Ubój krów z Deszczna zablokowany. Krzysztof Czabański: to pokazuje empatię wobec zwierząt
- Powinniśmy mieć więcej empatii dla zwierząt. Nie mogą być one traktowane tylko jako przedmioty produkcyjne - mówi w rozmowie z portalem PolskieRadio24.pl Krzysztof Czabański, przewodniczący Rady Mediów Narodowych, który mediował między organizacjami broniącymi stada krów z Deszczna a władzą państwową.
2019-06-19, 18:00
Powiązany Artykuł
Minister rolnictwa: stado krów z Deszczna zostanie uratowane
Chodzi o krowy niezarejestrowane, które nie mają właściciela i nie są pod opieką weterynaryjną. Stado liczy 170-180 sztuk bydła i od wielu lat żyje na wolności w województwie lubuskim, wypasając się na polach rolników.
Przypomnijmy, że pod koniec października powiatowy lekarz weterynarii w Gorzowie Wielkopolskim wydała decyzję o wybiciu stada, a podtrzymał ją główny lekarz weterynarii.
W sprawę włączyli się politycy, w tym prezydent Andrzej Duda, Jarosław Kaczyński, prezes Prawa i Sprawiedliwości, premier Mateusz Morawiecki, a także Krzysztof Czabański, przewodniczący Rady Mediów Narodowych.
REKLAMA
Pod koniec maja minister rolnictwa Krzysztof zapewnił, że krowy z Deszczna nie trafią do uboju. Wyjaśnił przy tym, że zostaną one zakolczykowane, lecz nie otrzymają tzw. paszportów, które umożliwiałyby ich ubój i późniejsze skierowanie do konsumpcji.
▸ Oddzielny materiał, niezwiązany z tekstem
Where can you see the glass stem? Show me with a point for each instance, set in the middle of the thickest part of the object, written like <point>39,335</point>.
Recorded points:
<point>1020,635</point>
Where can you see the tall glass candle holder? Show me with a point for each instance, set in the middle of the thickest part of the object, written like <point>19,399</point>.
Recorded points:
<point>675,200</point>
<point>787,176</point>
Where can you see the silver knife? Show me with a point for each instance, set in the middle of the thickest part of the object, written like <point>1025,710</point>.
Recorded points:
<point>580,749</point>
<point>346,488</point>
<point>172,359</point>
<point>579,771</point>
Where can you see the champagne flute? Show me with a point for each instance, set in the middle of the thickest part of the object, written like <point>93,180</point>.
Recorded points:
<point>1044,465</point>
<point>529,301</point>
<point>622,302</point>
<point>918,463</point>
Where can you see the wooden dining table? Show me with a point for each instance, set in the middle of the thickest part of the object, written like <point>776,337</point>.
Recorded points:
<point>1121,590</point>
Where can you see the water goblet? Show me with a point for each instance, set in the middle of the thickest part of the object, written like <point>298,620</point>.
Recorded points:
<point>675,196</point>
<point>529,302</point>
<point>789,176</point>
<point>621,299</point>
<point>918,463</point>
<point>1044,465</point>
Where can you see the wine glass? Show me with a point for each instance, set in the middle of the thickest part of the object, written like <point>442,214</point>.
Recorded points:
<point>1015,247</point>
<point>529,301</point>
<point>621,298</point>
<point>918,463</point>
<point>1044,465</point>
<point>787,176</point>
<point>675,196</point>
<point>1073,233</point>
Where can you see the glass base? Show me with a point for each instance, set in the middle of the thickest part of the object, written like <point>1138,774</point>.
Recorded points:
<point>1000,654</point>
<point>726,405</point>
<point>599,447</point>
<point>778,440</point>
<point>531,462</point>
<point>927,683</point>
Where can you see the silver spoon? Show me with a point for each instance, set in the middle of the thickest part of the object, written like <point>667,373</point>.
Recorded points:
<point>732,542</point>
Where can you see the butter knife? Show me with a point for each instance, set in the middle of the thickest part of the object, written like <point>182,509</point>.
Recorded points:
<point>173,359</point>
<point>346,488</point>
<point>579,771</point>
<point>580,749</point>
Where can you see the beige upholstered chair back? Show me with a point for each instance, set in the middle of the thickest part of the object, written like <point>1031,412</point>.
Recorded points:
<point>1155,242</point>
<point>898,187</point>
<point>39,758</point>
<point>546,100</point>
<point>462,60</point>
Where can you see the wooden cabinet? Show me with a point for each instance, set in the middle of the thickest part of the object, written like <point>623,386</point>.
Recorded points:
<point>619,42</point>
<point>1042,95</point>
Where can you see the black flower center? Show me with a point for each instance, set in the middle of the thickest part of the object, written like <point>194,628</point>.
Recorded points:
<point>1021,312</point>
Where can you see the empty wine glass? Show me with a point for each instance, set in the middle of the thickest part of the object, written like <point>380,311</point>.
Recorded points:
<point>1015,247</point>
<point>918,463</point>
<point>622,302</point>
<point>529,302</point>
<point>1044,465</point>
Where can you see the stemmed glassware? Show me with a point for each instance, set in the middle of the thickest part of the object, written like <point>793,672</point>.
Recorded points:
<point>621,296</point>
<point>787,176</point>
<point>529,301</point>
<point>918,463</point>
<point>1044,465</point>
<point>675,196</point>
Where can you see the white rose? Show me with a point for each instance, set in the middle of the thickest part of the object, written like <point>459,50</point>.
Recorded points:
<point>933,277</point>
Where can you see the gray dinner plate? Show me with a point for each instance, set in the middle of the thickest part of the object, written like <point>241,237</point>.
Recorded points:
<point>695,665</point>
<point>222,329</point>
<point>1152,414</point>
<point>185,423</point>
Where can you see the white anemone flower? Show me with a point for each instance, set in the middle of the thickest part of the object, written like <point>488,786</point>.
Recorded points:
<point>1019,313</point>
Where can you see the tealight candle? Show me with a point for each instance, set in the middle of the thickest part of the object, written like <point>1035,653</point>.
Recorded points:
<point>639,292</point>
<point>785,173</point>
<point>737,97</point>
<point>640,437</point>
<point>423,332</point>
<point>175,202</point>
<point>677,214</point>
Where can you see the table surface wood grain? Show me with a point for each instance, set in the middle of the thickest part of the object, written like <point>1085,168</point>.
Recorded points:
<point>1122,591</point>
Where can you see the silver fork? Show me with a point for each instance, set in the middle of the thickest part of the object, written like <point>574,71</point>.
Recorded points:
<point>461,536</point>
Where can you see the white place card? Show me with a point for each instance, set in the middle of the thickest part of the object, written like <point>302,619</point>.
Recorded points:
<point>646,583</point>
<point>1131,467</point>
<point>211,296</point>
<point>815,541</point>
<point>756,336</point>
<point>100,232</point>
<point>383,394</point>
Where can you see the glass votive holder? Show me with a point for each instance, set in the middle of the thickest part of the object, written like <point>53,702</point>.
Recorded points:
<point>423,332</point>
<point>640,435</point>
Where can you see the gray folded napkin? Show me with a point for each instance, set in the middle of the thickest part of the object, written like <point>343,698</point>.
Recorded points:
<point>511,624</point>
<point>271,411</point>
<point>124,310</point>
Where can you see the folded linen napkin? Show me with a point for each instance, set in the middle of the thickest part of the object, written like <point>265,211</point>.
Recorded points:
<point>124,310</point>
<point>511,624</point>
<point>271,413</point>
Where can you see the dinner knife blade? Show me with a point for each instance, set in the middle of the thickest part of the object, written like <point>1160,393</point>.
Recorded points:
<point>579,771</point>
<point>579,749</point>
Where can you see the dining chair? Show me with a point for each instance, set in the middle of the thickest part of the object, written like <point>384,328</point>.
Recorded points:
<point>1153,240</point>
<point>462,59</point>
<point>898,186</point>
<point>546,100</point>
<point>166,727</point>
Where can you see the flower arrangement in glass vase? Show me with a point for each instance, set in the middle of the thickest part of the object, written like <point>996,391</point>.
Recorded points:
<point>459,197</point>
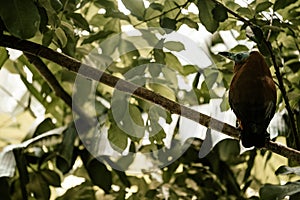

"Więcej empatii dla zwierząt"
- Mediowałem między organizacjami broniącymi tego stada krów a władzą państwową. To była bardzo trudna sytuacja, ponieważ przepisy unijne nakazują wybić takie stado. Ze zrozumiałych powodów krowy, które od kilkunastu lat były puszczone samopas, znalazły obrońców - we mnie również - mówi w rozmowie z portalem PolskieRadio24.pl Krzysztof Czabański.
- Tą decyzją narażamy się Unii Europejskiej? - dopytujemy ministra.
- Nie do końca. Znaleźliśmy wyjście z tej sytuacji, które formalnie powoduje przestrzeganie prawa europejskiego - kwituje polityk.
REKLAMA
Według Krzysztofa Czabańskiego "powinniśmy mieć więcej empatii dla zwierząt". - Nie mogą być one traktowane tylko jako przedmioty produkcyjne - podsumowuje przewodniczący RMN.